Thursday, March 26, 2015

BERAT ATAU RINGAN

Terbayanglah seorang lelaki yang menua dalam darmanya sebagai Rasul…Tak juga hadir sesosok kecil yang akan memanggilnya “Ayah!” …Hingga ketika rambutnya memutih, Ibrahim pun menuai buah kesabaran dan baiksangkanya pada Sang Pencipta. Lahirlah Isma’il, seorang putera yang santun, amat sabar, dan bijaksana.”

“Lalu bayangkanlah ketika sang ayah, yang menyayangi puteranya bagai kakek mengayun cucu itu diperintahkan meninggalkan si bayi merah dan ibunya di padang gersang tak bertanaman…. Berpisah tanpa janji untuk berjumpa lagi. Ringankah itu bagi Ibrahim?”
Jawaban paling jujur adalah “Tidak”

“Dan bayangkan seorang ayah yang tak menyaksikan bagaimana tumbuh kembang puteranya… Sesudah penantian, ada kelahiran sekaligus perpisahan. Sesudah perpisahan ada pertemuan, lalu perintah membunuh sang pengobat rindu. Dengan tangannya sendiri. Ringankah itu bagi Ibrahim?”
Jawaban paling jujur adalah “Tidak”

“Tapi apakah Ibrahim kita tuduh tak ikhlas? Alangkah lancang. Ibrahim ikhlas. Tentu saja ikhlas. Dan dialah salah satu mahluq terikhlas yang pernah tampil di pentas bumi. Keikhlasan memang tak selalu tumbuh dari rasa ringan dalam melaksanakan perintah. Ikhlas bisa saja tumbuh dari kerja-kerja berat mengalahkan nafsu diri. Pengorbanan. Begitu kita menyebutnya.”

“Maka demikianlah, di jalan cinta para pejuang makna ikhlas dibebaskan dari pasungan perasaan. Dari rasa ringan atau berat. Hingga Allah memerintahkan kita untuk berangkat, baik merasa ringan ataupun berat.”
“Berangkatlah baik dalam keadaan merasa ringan ataupun merasa berat, dan berjihadlah dengan harta dan dirimu di jalan Allah. Yang demikian itu adalah lebih baik bagimu jika kamu mengetahui.” (Q.s. At Taubah [9]:41)

Potongan penjelasan dari Bab Membebaskan Makna Ikhlas dari bukunya Salim A Fillah yang berjudul Jalan Cinta Para Pejuang ini teringat saat saya mendapatkan “surat cinta” minggu kemarin. Saat pertemuan terakhir dari serangkaian pertemuan training bersama anak-anak yatim dhuafa.
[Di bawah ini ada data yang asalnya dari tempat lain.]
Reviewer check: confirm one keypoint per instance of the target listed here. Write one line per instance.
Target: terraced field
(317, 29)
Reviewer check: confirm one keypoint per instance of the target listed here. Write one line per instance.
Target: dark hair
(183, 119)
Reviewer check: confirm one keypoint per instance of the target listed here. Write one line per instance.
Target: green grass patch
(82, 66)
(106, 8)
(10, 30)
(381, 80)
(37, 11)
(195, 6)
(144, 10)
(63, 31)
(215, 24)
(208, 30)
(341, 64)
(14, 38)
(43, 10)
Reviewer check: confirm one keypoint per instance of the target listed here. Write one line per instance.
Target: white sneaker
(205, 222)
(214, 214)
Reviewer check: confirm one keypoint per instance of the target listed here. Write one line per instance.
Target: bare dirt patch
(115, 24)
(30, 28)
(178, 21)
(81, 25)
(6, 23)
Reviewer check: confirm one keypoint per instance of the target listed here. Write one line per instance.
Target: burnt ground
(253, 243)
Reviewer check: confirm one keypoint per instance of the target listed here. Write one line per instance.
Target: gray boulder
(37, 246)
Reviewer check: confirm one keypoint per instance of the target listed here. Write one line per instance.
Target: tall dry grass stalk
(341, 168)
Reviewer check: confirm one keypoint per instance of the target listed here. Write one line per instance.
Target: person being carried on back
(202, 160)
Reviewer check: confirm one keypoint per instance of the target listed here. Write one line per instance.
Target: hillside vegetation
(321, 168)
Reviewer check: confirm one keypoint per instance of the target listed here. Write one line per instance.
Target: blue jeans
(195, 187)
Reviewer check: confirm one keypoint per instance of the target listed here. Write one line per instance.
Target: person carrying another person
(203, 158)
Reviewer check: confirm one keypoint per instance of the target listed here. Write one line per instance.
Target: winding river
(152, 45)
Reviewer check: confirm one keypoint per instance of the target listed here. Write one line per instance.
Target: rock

Saat rasa haru menguak, saat merindukan anak-anak bahkan ketika mereka masih ada dihadapan.


Menjalani seluruh kegiatannya itu bukan tanpa perjuangan, bukan tanpa godaan, bukan yang selalu dengan ringan hati, kadang dengan rasa lelah, kadang dengan rasa malas. Seperti dibenarkan oleh Salim bahwa “Keikhlasan memang tak selalu tumbuh dari rasa ringan,,,Ikhlas bisa saja tumbuh dari kerja-kerja berat”. Maka niat harus tetap diaksikan, maka keberangkatan harus tetap dilakukan.

"To : Th Wisti
Dont Forget always remember Allah...because Allah always in here with we^^,
th Wisti jangan lupain kita semua yah...Kita akan selalu mengingat tth sama th dian....
Karna aku dan teman-teman dari darul inayah sayang sama teh wisti....

Sayang Bangett....^^,
Miisssssss You Th Wisti ^^,

Aku selalu berdoa kepada yang maha kuasa semoga kita bisa bertemu di lain waktu....
and jangan lupa berdoa
allahuma yasir walatuasir
(Ya Allah permudahlah segala urusanku dan jangan Engkau persulit)
Thanks for all

-Yulianti-"

Dengan seluruh kelemahan diri , membaca surat ini bagaikan obat hati, obat lelah, sekaligus penyemangat, dan menurut teman saya surat ini salah satu tanda cinta Allah yang disampaikan melalui anak-anak. Menyadari hasil kerja yang terkadang hanya sekedarnya, yang dilakukan terkadang dengan berat hati, yang dijalani terkadang dengan rasa lelah, untuk mereka ternyata ini lebih dari hanya sekedar, untuk mereka ini menyenangkan.  Semoga semua ini benar-benar menyenangkan untuk kalian.

Semoga segala yang kita lakukan bermanfaat, bernilai pahala. Semoga dalam keterpisahan, kita bisa saling mendoakan kebaikan. Semoga suatu saat kita bisa bertemu lagi. Hingga suatu saat itu adalah surganya Allah.